They finally found a cluster of seed pods and started harvesting, and the plant tried to keep them away, but it was thoroughly outmatched, and a quick burn here and there kept it from actually doing anything to them. They took turns harvesting among the muffled sounds of other students being less successful and having to be rescued by the teacher. They emerged with the seed pods in tow, and found that only one group had gotten out before them, and the other group hadn't gotten nearly as many pods, and looked rather distressed, as though they had had to escape from the plant, rather than walking out with their pod-bearer helpfully pointing out where the vines were trying to encroach.

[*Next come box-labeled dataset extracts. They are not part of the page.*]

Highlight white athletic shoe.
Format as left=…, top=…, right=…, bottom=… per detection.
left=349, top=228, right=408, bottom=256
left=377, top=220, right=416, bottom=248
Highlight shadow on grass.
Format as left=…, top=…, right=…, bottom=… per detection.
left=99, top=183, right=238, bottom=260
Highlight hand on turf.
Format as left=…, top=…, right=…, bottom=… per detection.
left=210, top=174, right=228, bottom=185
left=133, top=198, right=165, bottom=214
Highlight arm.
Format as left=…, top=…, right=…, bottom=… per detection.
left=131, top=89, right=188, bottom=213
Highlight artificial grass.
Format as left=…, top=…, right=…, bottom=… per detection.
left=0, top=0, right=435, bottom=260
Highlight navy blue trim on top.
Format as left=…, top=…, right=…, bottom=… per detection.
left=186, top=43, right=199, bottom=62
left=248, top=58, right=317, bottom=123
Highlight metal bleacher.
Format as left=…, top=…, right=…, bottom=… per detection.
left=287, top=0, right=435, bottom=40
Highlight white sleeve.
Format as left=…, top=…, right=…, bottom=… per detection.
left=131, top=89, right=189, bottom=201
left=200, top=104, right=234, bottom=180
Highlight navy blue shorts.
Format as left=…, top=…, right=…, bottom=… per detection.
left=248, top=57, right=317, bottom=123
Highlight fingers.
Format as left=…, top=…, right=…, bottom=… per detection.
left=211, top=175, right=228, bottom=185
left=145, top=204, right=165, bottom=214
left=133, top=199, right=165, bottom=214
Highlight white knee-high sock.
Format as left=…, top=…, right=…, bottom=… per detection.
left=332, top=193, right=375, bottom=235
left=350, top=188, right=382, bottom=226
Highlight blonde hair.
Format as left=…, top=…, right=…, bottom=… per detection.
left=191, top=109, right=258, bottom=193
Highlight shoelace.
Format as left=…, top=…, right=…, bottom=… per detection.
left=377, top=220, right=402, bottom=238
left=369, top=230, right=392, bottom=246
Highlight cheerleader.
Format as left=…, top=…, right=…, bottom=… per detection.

The other groups that emerged from the plant were in a similar condition to the first one. One emerged without any pods, one was missing a member, and one had to be retrieved, in its entirety, by a somewhat miffed-looking Professor Longbottom, who wound up bringing them out one at a time with a stern warning to listen to what the teacher said or the venomous tentacula would quite literally eat you alive come fifth year.

Professor Longbottom counted out the pods, more as a formality than anything else, and declared that Mark Jonson's group had done the best. He rewarded them with chocolate frogs and the class was dismissed. 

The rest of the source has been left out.